Untreated and severe Type B and C symptoms may lead to complicated withdrawal. It may be difficult to separate these symptom clusters entirely as they represent dynamic neurotransmitter systems that are interrelated and, importantly, may become dysfunctional from other medical/surgical etiologies.
Benzodiazepines are used as prophylaxis and/or treatment of uncomplicated AWS. Type A symptoms are most effectively treated with benzodiazepines.
Patients with a previous history of seizures and/or DTs are at especially high risk for alcohol withdrawal delirium and these patients should be covered via prophylaxis if possible, with adequate coverage of Type B and C symptoms, should they develop.
Complicated AWS requires urgent psychiatric consultation.
COMPREHENSION QUESTIONS
1. Which of the following describes symptoms of complicated alcohol withdrawal?
A. Slurred speech, ataxia, and nystagmus
B. Agitation, diaphoresis, and presence of visual hallucinations
C. Anxiety, restlessness, mild tremor, and nausea
D. Lacrimation, diarrhea, diaphoresis, and myalgia
2. Which of the following describes symptoms of early alcohol withdrawal?
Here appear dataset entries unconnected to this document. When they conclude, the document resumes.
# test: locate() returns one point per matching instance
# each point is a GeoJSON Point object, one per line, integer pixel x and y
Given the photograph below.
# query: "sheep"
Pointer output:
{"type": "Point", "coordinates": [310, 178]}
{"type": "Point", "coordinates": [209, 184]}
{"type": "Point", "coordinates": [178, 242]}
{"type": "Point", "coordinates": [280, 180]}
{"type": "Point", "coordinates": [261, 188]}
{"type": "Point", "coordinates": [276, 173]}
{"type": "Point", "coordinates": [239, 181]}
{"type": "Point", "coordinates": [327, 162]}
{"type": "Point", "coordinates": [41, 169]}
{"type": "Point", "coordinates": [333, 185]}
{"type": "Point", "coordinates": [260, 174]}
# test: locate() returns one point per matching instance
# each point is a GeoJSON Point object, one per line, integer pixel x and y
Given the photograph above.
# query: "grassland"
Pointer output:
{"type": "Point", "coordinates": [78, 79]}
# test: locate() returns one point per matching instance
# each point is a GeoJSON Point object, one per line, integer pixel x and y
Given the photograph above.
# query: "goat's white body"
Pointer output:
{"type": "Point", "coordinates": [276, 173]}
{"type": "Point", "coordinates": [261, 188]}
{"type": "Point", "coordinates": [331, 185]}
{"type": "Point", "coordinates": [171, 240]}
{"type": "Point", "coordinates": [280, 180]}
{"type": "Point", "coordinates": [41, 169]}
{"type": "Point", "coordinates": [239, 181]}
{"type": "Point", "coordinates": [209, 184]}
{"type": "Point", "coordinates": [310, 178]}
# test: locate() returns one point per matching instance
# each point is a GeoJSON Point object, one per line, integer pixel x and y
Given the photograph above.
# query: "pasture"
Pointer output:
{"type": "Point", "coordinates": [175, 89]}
A. Breath smelling of alcohol, slurred speech, and ataxia
B. Agitation, hypertension, and tactile hallucinations
C. Tremors, mild anxiety, and diaphoresis
D. Lacrimation, diarrhea, diaphoresis, and myalgias
3. Of the following, which is the highest-risk patient for alcohol withdrawal delirium?
A. A 20-year-old man, (+) BAL, elevated AST:ALT ratio, normal MCV, consumes 6 beers/day for the last month
B. A 40-year-old woman, (-) BAL, drinks 1 to 2 drinks/week, no history of DUIs
C. A 50-year-old man, (+) BAL, elevated AST:ALT ratio, elevated MCV, consumes 6 beers/day for the last month
D. A 55-year-old man, (+) BAL, normal MCV, normal liver function tests
4. Which of the following is a long-acting benzodiazepine?
A. Chlordiazepoxide
B. Oxazepam
C. Lorazepam
D. Midazolam
Answers
1. B. Seizures and hallucinations, along with autonomic dysfunction and the presence of delirium, are signs and symptoms of complicated alcohol withdrawal. Choice A describes benzodiazepine intoxication. Choice C describes uncomplicated alcohol withdrawal. Choice D represents symptoms of opioid withdrawal.
2. C. Tremulousness, anxiety, headache, palpitations, anorexia, nausea, and GI upset are all signs and symptoms of uncomplicated alcohol withdrawal.
3. C. While both A and C carry the highest risk of the scenarios presented, the patient in answer C is greater than 35 years old (increased risk factor) versus the patient in A, in which his younger age should provide some protection. In addition, the patient in C has an elevated MCV in the presence of an elevated AST:ALT ratio, likely corresponding to a longer and heavier drinking history.
4. A. Chlordiazepoxide has a half-life of 30 to 100 hours. Choices B and C are all intermediate-acting benzodiazepines, and D is a short-acting benzodiazepine.